Lithium has emerged as a critical raw material because of its indispensable role in the energy transition, especially in manufacturing lithium-ion batteries for electric vehicles and portable devices. However, 95% of such batteries are discarded without recycling once they reach the end of their life. When recycled, the batteries are shredded to form a black mass, which is leached by sulfuric acid. The resulting leachate contains transition cations such as nickel, cobalt, and manganese, besides Li. Thus, it is necessary to separate these elements, which is typically achieved through successive precipitation by increasing the pH of the leachate. However, this process results in a 40-60% loss of lithium which is the last element to be recovered.

Flow Electrode Capacitive Deionization (FCDI) is a very recent electromembrane desalination technology which employs flow electrodes (carbon slurries) to remove ions from saline water. We hypothesised that replacing standard cation exchange membranes with lithium-selective ones could allow for lithium recovery from brines and spent Li-ion batteries. In this talk, the journey behind the creation of Lithium Membrane Flow Capacitive Deionization (Li-MFCDI) [1] will be disclosed.

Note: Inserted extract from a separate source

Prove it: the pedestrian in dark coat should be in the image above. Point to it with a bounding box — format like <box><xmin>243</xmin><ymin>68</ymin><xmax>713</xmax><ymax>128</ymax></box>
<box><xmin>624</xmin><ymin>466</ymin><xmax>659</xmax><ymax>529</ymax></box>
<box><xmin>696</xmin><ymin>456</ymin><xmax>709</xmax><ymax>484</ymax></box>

Several key challenges were addressed to optimise the FCDI/Li-MFCDI performance regarding energy efficiency and the possibility of scale-up. Polymeric lithium-selective membranes were developed [2] to overcome the limitations of ceramic membranes, which are brittle and expensive, limiting their scalability. Another challenge in FCDI and Li-MFCDI is to maintain the uninterrupted flow of carbon slurry electrodes while preventing channel blockage. In this context, the design of flow electrode channels was investigated experimentally and by computational fluid dynamics (CFD), considering the shear-thinning behaviour of flow electrodes [3]. Furthermore, innovations, including the utilisation of 3D-printed flow electrode gaskets as a substitute for the state-of-the-art computer numerical control (CNC) milled graphite current collectors, were explored to improve system scalability and efficiency. The research also assessed various operational modes under the same operating conditions to identify the most efficient operational mode for continuous and scalable desalination or lithium recovery. Finally, several different activated carbons were tested in the FCDI system to hunt out the best material for flow electrodes to enhance performance, scalability, and overall system efficiency.